The company was in a mess. Without the knowledge of the owners, managers and employees were milking the company of precious cash and other assets. To stop the internal bleeding, he has to get information from the very same people he would prosecute. At the same time, he knew he could not fire everybody. This case was his first problem in personnel management and industrial relations which his school teacher did not take up. He interviewed all employees, tried to negotiate for information, and cross-checked their stories. After a series of tearful engagements in which several employees broke up and spilled the beans, he was able to trace the masterminds whom he immediately dismissed and sued. Minor cases were made to sign promissory notes amounting to what they have embezzled.

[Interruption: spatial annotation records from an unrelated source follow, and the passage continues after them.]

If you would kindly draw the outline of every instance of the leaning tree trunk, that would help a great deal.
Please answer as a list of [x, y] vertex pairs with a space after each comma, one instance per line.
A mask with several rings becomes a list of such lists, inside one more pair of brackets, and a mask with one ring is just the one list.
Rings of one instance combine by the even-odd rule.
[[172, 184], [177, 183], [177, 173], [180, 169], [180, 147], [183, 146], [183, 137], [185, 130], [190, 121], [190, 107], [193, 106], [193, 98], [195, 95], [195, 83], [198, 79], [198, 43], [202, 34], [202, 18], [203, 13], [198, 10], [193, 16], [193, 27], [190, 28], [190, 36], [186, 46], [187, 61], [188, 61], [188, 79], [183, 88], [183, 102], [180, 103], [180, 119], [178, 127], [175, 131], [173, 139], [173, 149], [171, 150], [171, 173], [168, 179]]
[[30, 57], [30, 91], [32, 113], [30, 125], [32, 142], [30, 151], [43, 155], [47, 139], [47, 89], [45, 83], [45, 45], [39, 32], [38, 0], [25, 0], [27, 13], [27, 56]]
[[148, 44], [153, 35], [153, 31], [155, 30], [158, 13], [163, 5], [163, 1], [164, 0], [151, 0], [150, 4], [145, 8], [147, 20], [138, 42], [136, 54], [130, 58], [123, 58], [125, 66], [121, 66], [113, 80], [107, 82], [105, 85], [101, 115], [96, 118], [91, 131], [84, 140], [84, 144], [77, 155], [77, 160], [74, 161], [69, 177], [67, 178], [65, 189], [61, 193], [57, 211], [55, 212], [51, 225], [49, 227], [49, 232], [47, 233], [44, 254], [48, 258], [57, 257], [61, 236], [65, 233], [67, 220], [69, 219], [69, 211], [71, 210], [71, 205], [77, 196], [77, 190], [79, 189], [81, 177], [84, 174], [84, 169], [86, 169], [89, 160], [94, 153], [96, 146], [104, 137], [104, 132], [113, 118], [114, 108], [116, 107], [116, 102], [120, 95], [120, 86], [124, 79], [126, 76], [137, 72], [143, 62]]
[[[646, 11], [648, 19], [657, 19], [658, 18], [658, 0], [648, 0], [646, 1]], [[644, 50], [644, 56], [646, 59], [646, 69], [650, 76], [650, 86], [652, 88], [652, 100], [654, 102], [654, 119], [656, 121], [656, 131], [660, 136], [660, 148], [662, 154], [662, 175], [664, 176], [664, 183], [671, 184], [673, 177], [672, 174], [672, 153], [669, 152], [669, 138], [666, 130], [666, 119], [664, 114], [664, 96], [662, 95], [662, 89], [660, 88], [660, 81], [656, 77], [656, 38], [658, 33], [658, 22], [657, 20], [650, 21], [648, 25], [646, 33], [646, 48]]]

He learned the other functions of management in much the same personalized way.

  • Operations management: To get the much needed cash, he had to improve and streamline the billing and collection systems and procedures which were causing the huge account receivables and bad debts.
  • Finance management: He had to learn how to negotiate and renegotiate for the roll-over of overdue loans and get new loans, though more expensive, to pay off the old defaulted loans and angry suppliers. He successfully convinced the banks that if they foreclose now, they get nothing; if they allow him to improve things, they can get part or maybe all their money back.
  • Marketing management: He had to talk to lost customers to convince them of the company's future and ask them to support his rehabilitation plan which he is presenting to the banks and other financiers.
  • Business Strategy: He decided that the only way the company could survive and operate profitably in the long run was to sell it to a buyer with huge financial resources. He was able to find a willing buyer and convince the owners to sell out.

The company was back on its feet only a year after he joined it; he knew there was nothing else to do and learn. He resigned, feeling that during that short stint, he has earned a doctorate in management. But he started looking for bigger challenges - bigger companies in trouble to manage and learn from. Education for him should be endless -- and exciting.